Cloudflare bpf-lsm is Cloudflare's production framework for live-patching kernel security vulnerabilities without rebooting, built on the Linux kernel's BPF LSM (Linux Security Module) interface. Rather than wait for a patched kernel to roll through the Edge Reboot Release pipeline (4-week cycle) or take the coarse action of unloading a vulnerable kernel module fleet-wide, Cloudflare ships a targeted eBPF program that denies the specific LSM hook an attacker needs. The framework was introduced publicly in Cloudflare's Live-patch security vulnerabilities with eBPF LSM post and canonicalised on this wiki via the 2026-05-07 Copy Fail mitigation.

Role for this wiki

  • Runtime kernel mitigation substrate. The canonical Cloudflare answer when a CVE drops and the patched kernel isn't yet on the majority-LTS-line. Closes the window that biweekly patching + the LTS backport latency gap together produce.
  • No-reboot mechanism. Deployment doesn't restart any service; doesn't touch the kernel module load state; doesn't require a fleet drain. The program attaches to an LSM hook, the user-space loader updates BPF maps, traffic continues.
  • Pairs with systems/prometheus-ebpf-exporter. The same eBPF toolchain provides the measurement side: ebpf_exporter hooks the relevant syscall to quantify legitimate usage (what binaries / what rates) before enforcement lands — the patterns/visibility-before-enforcement-rollout pattern.

Canonical usage shape (Copy Fail, 2026-04-30)
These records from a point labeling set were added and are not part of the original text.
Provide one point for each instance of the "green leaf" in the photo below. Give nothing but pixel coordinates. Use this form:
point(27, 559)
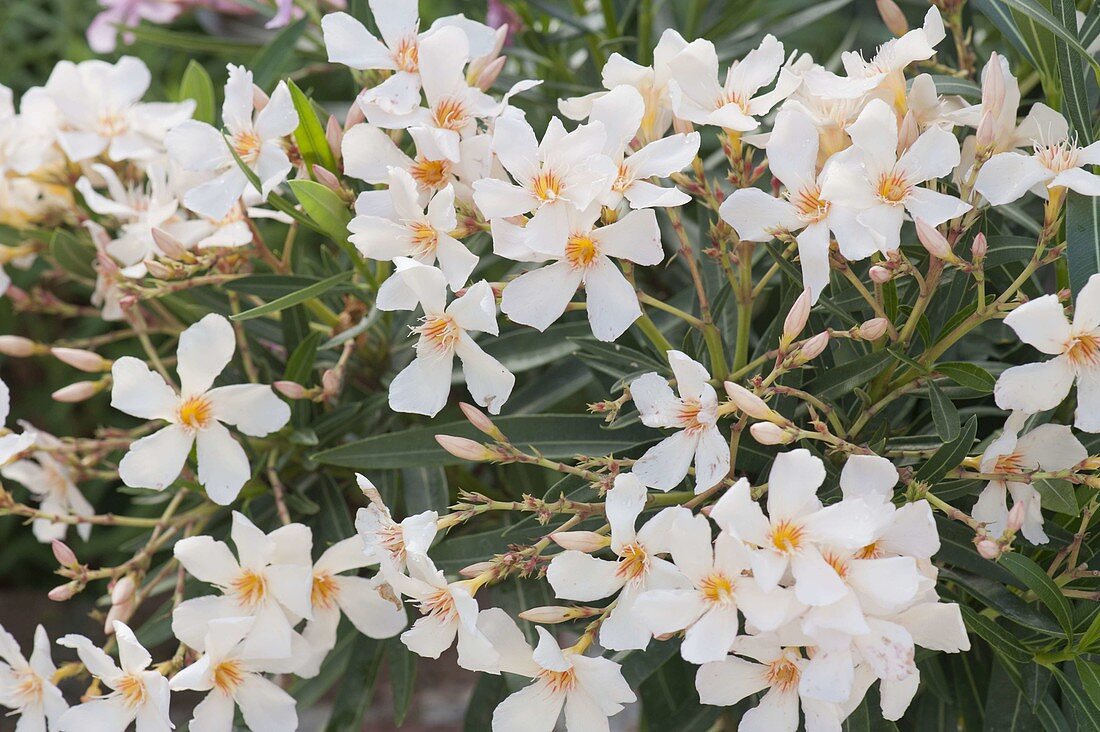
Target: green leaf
point(1036, 580)
point(968, 374)
point(949, 456)
point(277, 54)
point(944, 414)
point(556, 436)
point(310, 133)
point(294, 298)
point(1082, 238)
point(1057, 495)
point(197, 85)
The Copy Fail CVE (out-of-bounds write in the authencesn wrapper of the kernel crypto API, reachable via AF_ALG sockets + algif_aead) is gated by a bpf-lsm program on the socket_bind LSM hook:

  1. If socket_family != AF_ALG → allow (cheap, almost all traffic).
  2. If socket_family == AF_ALG → check calling binary path against an allow-list of legitimate AF_ALG users.
  3. If binary on allow-list → allow the bind.
  4. Otherwise → deny with EPERM.

Exploit attempts see PermissionError: [Errno 1] Operation not permitted; legitimate services continue. No kernel module is unloaded; the kernel crypto API remains available to the allow-listed service. Canonical instance of patterns/bpf-lsm-allowlist-hook-denial.

The researchers' recommended fix — unconditional algif_aead removal via modprobe blacklist — was Cloudflare's first attempt on 2026-04-29 evening. It failed in staging because other software legitimately uses the kernel crypto API. bpf-lsm's hook-level selectivity is what made the no-reboot mitigation viable (patterns/staging-caught-mitigation-failure).

Architectural properties

  • Hook-level selectivity. bpf-lsm targets a specific LSM hook (here socket_bind); doesn't remove the kernel module, doesn't block all access to the subsystem. Surgical where modprobe blacklist is coarse.
  • Allow-list posture. Default-deny for the hook, with an allow-list of legitimate callers. The allow-list is validated empirically via systems/prometheus-ebpf-exporter's per-binary usage metrics before enforcement.
  • Two-gate deployment. Visibility (ebpf_exporter) gate + enforcement (bpf-lsm) gate push separately. Each rolls back independently.
  • Verifier-gated safety. Programs go through the eBPF verifier before loading; termination, memory-safety, and bounded complexity are proven statically.
  • Open-source tooling. The underlying ebpf_exporter is Cloudflare-owned OSS at github.com/cloudflare/ebpf_exporter; the bpf-lsm program source for any given CVE is a Cloudflare-specific artefact (Copy Fail's program source not publicly published).
  • Distinct from whole-fleet kernel reboot. Runs in parallel with the scheduled patched-kernel rollout via ERR. bpf-lsm covers the window; ERR closes it.

Known limitations (self-disclosed 2026-05-07)

From the Copy Fail post's "Key areas we identified for improvement":

  • "Better runtime mitigation. bpf-lsm is a valuable tool for mitigations, but we want to make this tool even better. This will include looking into faster deployments, better playbooks, and better logging and visibility of the tool."
  • Visibility gap into which services depend on which kernel subsystems — the reason the initial Copy Fail mitigation plan (whole-module removal) failed in staging.
  • bpf-lsm mitigations are per-CVE engineering effort; not every kernel CVE is gatable at an LSM hook.

Seen in

  • 2026-05-07 — Copy Fail Linux vulnerability response. Canonical wiki first-class page for bpf-lsm. socket_bind-hook allow-list denial for AF_ALG gated by calling-binary path. End-to-end verification on a previously-vulnerable test node confirmed the exploit no longer works after the program is loaded. Follow-up work named explicitly: faster deployments, better playbooks, better logging/visibility of the tool. (Source: sources/2026-05-07-cloudflare-copy-fail-linux-vulnerability-response)
Last updated · 451 distilled / 1,324 read